Balasubramanian Sendhil K, Tiruvoipati Ravindranath, Amin Mohammed, Aabideen Kanakkande K, Peek Giles J, Sosnowski Andrew W, Firmin Richard K
Department of ECMO, Glenfield General Hospital, Leicester, LE3 9QQ, UK.
J Cardiothorac Surg. 2007 Jan 11;2:4. doi: 10.1186/1749-8090-2-4.
Veno-arterial extracorporeal membrane oxygenation (ECMO) is a common modality of circulatory assist device used in children.

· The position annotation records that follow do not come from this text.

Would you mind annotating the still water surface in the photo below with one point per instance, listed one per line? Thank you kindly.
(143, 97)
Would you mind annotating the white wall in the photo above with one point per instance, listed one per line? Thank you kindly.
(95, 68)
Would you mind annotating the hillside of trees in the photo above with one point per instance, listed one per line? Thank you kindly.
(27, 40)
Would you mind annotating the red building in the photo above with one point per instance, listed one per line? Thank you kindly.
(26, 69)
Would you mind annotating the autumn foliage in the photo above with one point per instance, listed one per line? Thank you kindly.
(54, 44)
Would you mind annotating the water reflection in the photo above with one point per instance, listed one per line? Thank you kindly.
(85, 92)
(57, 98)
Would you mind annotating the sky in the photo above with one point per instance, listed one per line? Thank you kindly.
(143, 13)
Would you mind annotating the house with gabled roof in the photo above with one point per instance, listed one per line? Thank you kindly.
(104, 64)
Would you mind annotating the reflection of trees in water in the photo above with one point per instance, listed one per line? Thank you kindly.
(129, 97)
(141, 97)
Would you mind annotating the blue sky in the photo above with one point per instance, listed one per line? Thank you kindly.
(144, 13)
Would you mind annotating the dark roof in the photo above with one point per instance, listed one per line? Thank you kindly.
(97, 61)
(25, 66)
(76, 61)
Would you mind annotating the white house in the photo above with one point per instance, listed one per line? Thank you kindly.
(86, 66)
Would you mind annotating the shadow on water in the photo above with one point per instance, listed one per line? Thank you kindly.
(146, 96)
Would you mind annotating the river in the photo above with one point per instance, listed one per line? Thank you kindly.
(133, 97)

We assessed the outcome of children who had ECMO following repair of congenital cardiac defects (CCD) and identified the risk factors associated with hospital mortality.
From April 1990 to December 2003, 53 patients required ECMO following surgical correction of CCD. Retrospectively collected data was analyzed with univariate and multivariate logistic regression analysis.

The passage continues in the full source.